Saturday 09 Oct 2021 | 12:31 | SYDNEY
Saturday 09 Oct 2021 | 12:31 | SYDNEY

N disarmament: Suggestions from Geneva

8 February 2010 09:13

Dougal McInnes is a former transnational issues analyst with the Office of National Assessments, and has worked with the Department of Defence and the Australian Strategic Policy Institute.

'Another day, another global panel, another big fat report.' So quipped Australia's leading figure on nuclear disarmament in Geneva last week.

Professor Gareth Evans, co chair of the International Commission on Nuclear Non Proliferation and Disarmament, was at UN HQ presenting the Commissions report ‘Eliminating Nuclear Threats: A Practical Guide for Global Policy Makers'. (The report was formally launched in Tokyo last December with Prime Minister Rudd.)

Evans told the audience of diplomats (and interested observers like myself) that since 1945 only sheer dumb luck – not policy – has avoided a nuclear catastrophe by accident, design or miscalculation.

The most insightful offerings in Geneva were Evans' pragmatic suggestions to diplomats who spoke during question time.

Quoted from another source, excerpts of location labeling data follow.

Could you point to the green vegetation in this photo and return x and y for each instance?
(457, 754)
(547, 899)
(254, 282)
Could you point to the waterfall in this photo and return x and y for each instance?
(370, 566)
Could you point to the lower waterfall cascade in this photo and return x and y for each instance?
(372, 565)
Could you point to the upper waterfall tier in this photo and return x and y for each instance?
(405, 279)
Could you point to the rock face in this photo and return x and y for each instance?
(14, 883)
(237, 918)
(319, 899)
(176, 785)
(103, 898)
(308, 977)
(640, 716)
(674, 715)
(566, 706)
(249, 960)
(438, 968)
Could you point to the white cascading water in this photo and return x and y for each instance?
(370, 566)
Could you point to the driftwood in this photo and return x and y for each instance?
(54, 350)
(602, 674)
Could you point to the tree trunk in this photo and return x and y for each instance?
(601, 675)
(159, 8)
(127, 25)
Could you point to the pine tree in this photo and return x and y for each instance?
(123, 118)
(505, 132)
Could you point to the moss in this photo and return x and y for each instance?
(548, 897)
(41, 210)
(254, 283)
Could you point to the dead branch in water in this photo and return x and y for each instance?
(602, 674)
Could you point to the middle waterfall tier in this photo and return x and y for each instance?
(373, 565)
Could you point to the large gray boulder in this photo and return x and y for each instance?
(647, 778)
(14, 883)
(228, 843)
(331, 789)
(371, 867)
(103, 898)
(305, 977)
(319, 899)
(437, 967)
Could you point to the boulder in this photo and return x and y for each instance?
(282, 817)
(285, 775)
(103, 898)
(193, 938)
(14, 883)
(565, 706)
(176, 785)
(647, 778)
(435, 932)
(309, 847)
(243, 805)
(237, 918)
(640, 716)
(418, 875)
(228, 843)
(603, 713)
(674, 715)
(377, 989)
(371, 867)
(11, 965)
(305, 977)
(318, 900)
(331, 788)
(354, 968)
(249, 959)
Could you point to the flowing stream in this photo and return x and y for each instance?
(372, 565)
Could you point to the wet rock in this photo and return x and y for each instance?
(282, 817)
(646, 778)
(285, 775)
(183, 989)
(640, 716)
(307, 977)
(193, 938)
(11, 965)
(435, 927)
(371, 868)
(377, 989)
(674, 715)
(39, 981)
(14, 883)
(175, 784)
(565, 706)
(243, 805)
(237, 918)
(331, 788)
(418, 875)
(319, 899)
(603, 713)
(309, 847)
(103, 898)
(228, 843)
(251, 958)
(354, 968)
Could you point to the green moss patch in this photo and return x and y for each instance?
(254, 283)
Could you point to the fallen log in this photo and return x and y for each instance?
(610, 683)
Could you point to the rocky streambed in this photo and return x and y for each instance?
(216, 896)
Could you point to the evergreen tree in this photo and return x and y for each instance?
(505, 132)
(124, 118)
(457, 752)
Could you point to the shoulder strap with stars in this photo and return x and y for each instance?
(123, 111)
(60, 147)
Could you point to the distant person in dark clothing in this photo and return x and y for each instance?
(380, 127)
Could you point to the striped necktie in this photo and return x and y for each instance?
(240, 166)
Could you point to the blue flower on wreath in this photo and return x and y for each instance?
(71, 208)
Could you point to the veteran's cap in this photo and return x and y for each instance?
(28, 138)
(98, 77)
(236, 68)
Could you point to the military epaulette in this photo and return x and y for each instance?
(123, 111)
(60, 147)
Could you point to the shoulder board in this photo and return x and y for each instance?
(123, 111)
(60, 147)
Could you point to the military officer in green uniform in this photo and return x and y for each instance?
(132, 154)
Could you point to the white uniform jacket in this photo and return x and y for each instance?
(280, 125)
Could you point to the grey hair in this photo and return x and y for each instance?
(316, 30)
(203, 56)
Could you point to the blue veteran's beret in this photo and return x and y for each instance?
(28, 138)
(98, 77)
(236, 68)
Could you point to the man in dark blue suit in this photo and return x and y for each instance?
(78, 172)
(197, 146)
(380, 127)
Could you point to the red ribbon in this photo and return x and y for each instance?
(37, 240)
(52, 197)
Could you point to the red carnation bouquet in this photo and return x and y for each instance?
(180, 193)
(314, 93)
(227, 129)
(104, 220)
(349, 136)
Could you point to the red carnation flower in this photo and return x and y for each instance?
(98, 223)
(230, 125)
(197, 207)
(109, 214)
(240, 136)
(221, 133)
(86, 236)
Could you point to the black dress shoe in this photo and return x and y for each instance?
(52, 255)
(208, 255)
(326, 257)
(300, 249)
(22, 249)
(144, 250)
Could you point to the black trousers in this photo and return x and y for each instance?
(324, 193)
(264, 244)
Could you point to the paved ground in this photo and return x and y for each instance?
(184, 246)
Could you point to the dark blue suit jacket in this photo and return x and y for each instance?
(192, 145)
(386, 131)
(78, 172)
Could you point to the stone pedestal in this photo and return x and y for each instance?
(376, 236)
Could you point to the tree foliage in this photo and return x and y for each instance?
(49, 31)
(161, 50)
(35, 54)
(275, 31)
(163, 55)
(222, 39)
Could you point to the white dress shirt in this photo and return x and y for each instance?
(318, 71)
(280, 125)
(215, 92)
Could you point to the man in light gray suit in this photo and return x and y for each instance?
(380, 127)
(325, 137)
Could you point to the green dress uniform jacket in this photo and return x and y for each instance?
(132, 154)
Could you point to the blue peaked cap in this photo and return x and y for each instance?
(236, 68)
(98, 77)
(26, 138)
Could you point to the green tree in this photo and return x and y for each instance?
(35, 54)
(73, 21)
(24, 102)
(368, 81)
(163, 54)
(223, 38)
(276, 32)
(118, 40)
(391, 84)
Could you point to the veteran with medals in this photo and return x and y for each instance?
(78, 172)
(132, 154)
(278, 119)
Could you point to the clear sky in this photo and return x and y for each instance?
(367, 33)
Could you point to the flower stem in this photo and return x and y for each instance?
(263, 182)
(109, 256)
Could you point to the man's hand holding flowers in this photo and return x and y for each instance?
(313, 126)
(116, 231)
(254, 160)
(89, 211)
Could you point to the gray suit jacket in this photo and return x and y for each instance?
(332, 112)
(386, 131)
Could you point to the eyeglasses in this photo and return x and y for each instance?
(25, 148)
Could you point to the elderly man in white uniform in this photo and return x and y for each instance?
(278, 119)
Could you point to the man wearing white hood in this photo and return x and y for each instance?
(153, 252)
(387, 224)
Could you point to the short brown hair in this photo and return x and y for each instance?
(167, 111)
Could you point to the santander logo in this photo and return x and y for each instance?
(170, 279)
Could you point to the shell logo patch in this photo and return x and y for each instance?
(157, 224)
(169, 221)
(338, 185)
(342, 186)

Israel's representative underlined his country's concerns about NPT membership. Evans implored Israel to look forward, not back. A small step forward for Israel would be to articulate concerns in a formal dialogue, something Evans managed last year when he convened a meeting in Cairo attended by representatives from Israel, Iran and the Arab League. In short, NPT membership is not a show-stopper and acceptance of this point would be progress.

Similarly, Evans told the Indian representative to the UN in Geneva that, rather than focusing on the intransigence of others, any movement towards signing the CTBT would be progress.

The French representative underlined her country's freeze on nuclear weapon numbers and the dismantling of its nuclear testing facilities. For Evans, however, progress would see France reconsider its unworkable two-tier approach that advocates for reductions and a halt in testing while not formally committing to total nuclear disarmament.

Evans was making the utterly practical point that introspection by those countries with nuclear weapons is the first step. And no matter how small the resulting step, this is progress. Evans concluded by reminding his audience: it's important not to make the best the enemy of the good when it comes to nuclear disarmament.